Ancient wisdom of Confucius reverberates in modern ChinaBy Andrew Higgins
Saturday, May 15, 2010QUFU, CHINA -- Zhong Yong, a wealthy metals trader from the far west of China, recently took a long weekend off work, boarded a four-hour flight across the country and then drove for two hours. His mission: to dress up in a long black robewith crimson trim and tap his head on the ground in front of a wooden statue of Confucius.
"Any businessman with some success wants to do more than just get rich," said Zhong, the chairman of EverSunny trading, who traveled here to the birthplace of Confucius as part of a crash course in Chinese philosophy and religion.
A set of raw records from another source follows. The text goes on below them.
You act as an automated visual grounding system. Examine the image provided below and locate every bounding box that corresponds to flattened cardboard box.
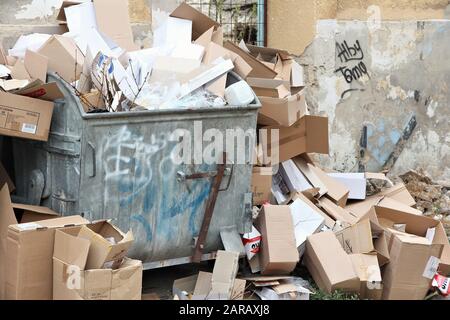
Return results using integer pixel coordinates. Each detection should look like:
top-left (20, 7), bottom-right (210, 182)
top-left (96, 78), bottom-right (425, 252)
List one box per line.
top-left (0, 162), bottom-right (16, 192)
top-left (371, 206), bottom-right (450, 274)
top-left (336, 219), bottom-right (375, 254)
top-left (53, 227), bottom-right (143, 300)
top-left (252, 167), bottom-right (272, 205)
top-left (255, 205), bottom-right (299, 275)
top-left (78, 221), bottom-right (134, 270)
top-left (260, 115), bottom-right (329, 166)
top-left (172, 271), bottom-right (246, 300)
top-left (209, 250), bottom-right (239, 300)
top-left (6, 198), bottom-right (89, 300)
top-left (0, 184), bottom-right (62, 299)
top-left (0, 92), bottom-right (54, 141)
top-left (38, 35), bottom-right (84, 83)
top-left (350, 253), bottom-right (383, 300)
top-left (305, 231), bottom-right (360, 293)
top-left (258, 91), bottom-right (308, 127)
top-left (383, 230), bottom-right (443, 300)
top-left (170, 3), bottom-right (220, 41)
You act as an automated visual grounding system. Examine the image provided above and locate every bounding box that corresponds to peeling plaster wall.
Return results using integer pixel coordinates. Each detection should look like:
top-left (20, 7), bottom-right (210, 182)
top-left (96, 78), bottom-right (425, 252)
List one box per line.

It cost him nearly $12,000.
Dressed in mock ancient garb, Zhong, 45, knelt on a gold cushion and sipped Chinese wine from a bronze goblet. Then, amid giggles from bystanders and smoke from burning incense, he kowtowed to honor the ancient sage.
The ceremony, a mix of theme-park gimmickry and earnest ritual that dates back more than two millennia, took place at Qufu's Confucius Temple, the focal point of what, in imperial times, was China's guiding creed.
Today it's the center of a burgeoning personality cult built around a philosopher who died in 479 B.C. It's a movement endorsed by the government but one that is also providing cover to some who question China's direction.
A revival of interest in Confucius and other aspects of what Mao Zedong vilified as China's noxious feudal past has been underway for years, spawning best-selling novels, television dramas and films set in the Imperial Era. The Communist Party, tapping into a deep vein of cultural nationalism, has encouraged the trend, in part as an antidote to Western ways.
Overseas, Confucius has become China's standard-bearer, with dozens of state-sponsored Confucius Institutes, including one at the University of Maryland, promoting the study of Chinese language and culture.
But a Confucian revival sanctioned and initially steered by the party has grown into something more vibrant and also more unpredictable. It has become a quest for alternative ideas that challenge not only foreign imports such as democracy but also some of the homegrown results of China's dash to modernity.
Confucianism, an elaborate system of moral philosophy and political theory, has always been a two-edged sword, both deeply conservative and potentially subversive.